Gen. Martin Dempsey, chairman of the Joint Chiefs of Staff, told a closed session of a House Armed Services subcommittee in October that the military cannot kill the terrorists who attacked the State Department and CIA compounds in Benghazi, Libya, because Congress has not authorized the use of force against those terrorists.
"Therefore, they will have to be captured," Dempsey said in a transcript of the testimony released this week.
In 2011, by contrast, Obama did not defer to Congress -- which represents the American people and is vested with the constitutional power to authorize the use of military force -- when he ordered the U.S. military to intervene in Libya's civil war. Instead he invoked the authority of the United Nations Security Council -- where Russia and the People's Republic of China have veto power.
"[T]he writ of the international community must be enforced," Obama said then.

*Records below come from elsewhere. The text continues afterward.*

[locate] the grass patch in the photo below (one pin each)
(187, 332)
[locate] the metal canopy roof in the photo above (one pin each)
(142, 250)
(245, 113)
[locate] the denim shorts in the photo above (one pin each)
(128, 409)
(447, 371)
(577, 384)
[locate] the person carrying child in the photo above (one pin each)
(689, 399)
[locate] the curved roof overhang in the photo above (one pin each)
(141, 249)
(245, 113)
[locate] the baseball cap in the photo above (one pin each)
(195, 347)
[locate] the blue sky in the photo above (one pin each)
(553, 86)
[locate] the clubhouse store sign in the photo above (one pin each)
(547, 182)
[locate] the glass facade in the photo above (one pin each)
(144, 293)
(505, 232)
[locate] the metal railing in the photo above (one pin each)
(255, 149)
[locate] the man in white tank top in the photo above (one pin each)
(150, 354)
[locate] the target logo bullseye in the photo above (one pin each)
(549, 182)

Ten years before Obama unilaterally ordered the U.S. military to intervene in Libya's civil war, President George W. Bush secured congressional authorization to use military force against the perpetrators of the Sept. 11, 2001 terrorist attacks on the American homeland.

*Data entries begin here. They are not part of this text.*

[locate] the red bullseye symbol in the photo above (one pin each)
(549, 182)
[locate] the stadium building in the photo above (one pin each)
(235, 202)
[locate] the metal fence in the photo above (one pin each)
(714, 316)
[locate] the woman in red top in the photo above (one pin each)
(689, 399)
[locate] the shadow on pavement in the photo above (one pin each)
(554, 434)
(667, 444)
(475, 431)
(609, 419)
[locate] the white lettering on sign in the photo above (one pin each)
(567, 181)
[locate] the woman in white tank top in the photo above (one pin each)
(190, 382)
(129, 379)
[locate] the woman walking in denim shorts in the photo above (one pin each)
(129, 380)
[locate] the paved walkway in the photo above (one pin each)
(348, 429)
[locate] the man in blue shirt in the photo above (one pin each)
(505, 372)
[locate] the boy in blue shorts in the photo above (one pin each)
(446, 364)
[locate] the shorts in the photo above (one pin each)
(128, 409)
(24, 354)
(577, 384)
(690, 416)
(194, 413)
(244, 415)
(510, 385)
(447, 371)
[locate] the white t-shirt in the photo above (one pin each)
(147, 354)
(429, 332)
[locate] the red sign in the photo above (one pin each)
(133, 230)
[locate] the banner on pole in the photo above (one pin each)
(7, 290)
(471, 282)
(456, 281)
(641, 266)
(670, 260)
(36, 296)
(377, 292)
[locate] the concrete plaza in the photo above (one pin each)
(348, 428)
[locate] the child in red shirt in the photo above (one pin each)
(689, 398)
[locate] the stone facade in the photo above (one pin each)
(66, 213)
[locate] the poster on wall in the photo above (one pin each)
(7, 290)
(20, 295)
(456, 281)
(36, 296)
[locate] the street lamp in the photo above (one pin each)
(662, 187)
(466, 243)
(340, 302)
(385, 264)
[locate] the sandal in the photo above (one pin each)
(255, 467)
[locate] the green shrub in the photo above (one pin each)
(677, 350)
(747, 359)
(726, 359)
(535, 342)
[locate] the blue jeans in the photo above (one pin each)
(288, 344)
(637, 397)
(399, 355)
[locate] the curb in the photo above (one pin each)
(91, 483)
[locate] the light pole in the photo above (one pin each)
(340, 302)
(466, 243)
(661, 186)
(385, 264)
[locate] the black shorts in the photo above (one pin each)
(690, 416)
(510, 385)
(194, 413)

The Authorization for Use of Military Force -- enacted Sept. 14, 2001 -- said: "The president is authorized to use all necessary and appropriate force against those nations, organizations, or persons he determines planned, authorized, committed, or aided the terrorist attacks that occurred on September 11, 2001, or harbored such organizations or persons, in order to prevent any future acts of international terrorism against the United States by such nations, organizations or persons."
As Congress expected, Bush used this authorization to invade Afghanistan, overthrow the Taliban and drive al-Qaida from that country.
Twelve years later, Obama was still invoking this same authorization to justify using drones to kill terrorists far outside Afghanistan.
"Nearly 400 drone strikes, in Pakistan, Yemen and Somalia, have been launched by the CIA and U.S. military forces during Obama's presidency," the Washington Post reported last year.
"America's actions are legal," Obama said in a speech in May. "We were attacked on 9/11. Within a week, Congress overwhelmingly authorized the use of force. Under domestic law, and international law, the United States is at war with al-Qaida, the Taliban and their associated forces."
"Beyond the Afghan theater, we only target al-Qaida and its associated forces," Obama continued. "And even then, the use of drones is heavily constrained. America does not take strikes when we have the ability to capture individual terrorists; our preference is always to detain, interrogate and prosecute. America cannot take strikes wherever we choose; our actions are bound by consultations with partners, and respect for state sovereignty."
Theoretically, then, when Obama targets an enemy with a drone that enemy is among "those nations, organizations, or persons he determines planned, authorized, committed, or aided the terrorist attacks that occurred on September 11, 2001, or harbored such organizations or persons."
On Sept. 11, 2012, in post-Gadhafi Benghazi, terrorists attacked a temporary State Department facility and a CIA compound. They killed four Americans.
In May 2012, the chairmen of five house committees published an interim report based on their investigation of the attack. "The attackers were members of extremist groups, including the Libya-based Ansar al-Sharia (AAS) and al-Qaida in the Lands of the Islamic Maghreb (AQIM)," said the report.
Would Obama, with a history of unilaterally ordering military force in Libya, and a history of using the 2001 AUMF to go after al-Qaida outside Afghanistan, order drones to take out the Benghazi terrorists -- or at least the al-Qaida affiliates among them?
According to Gen. Dempsey, that would not be legal.
"Well, first of all, the individuals related in the Benghazi attack, those that we believe were either participants or leadership of it are not authorized [for] use of military force," Dempsey told the subcommittee.
"In other words, they don't fall under the AUMF authorized by the Congress of the United States," said Dempsey. "So we would not have the capability to simply find them and kill them, either with a remotely-piloted aircraft or with an assault on the ground. Therefore, they will have to be captured, and we would, when asked, provide capture options to do that."
At a press conference on Aug. 9, Ed Henry of Fox News asked Obama about his vow to "bring to justice the killers who attacked our people" in Benghazi.
"[W]e have informed, I think, the public that there is a sealed indictment," Obama said. "It's sealed for a reason. But we are intent on capturing those who carried out this attack. And we are going to stay on it until we get them."
If the al-Qaida-affiliated terrorists in Libya had been allied with Gadhafi, would Obama have ordered the military to go after them?
If Obama asked Congress for an authorization to do so now, would Congress deny it?
Does Obama care that under our Constitution he can only use force without congressional authorization if it is necessary to repel a sudden attack?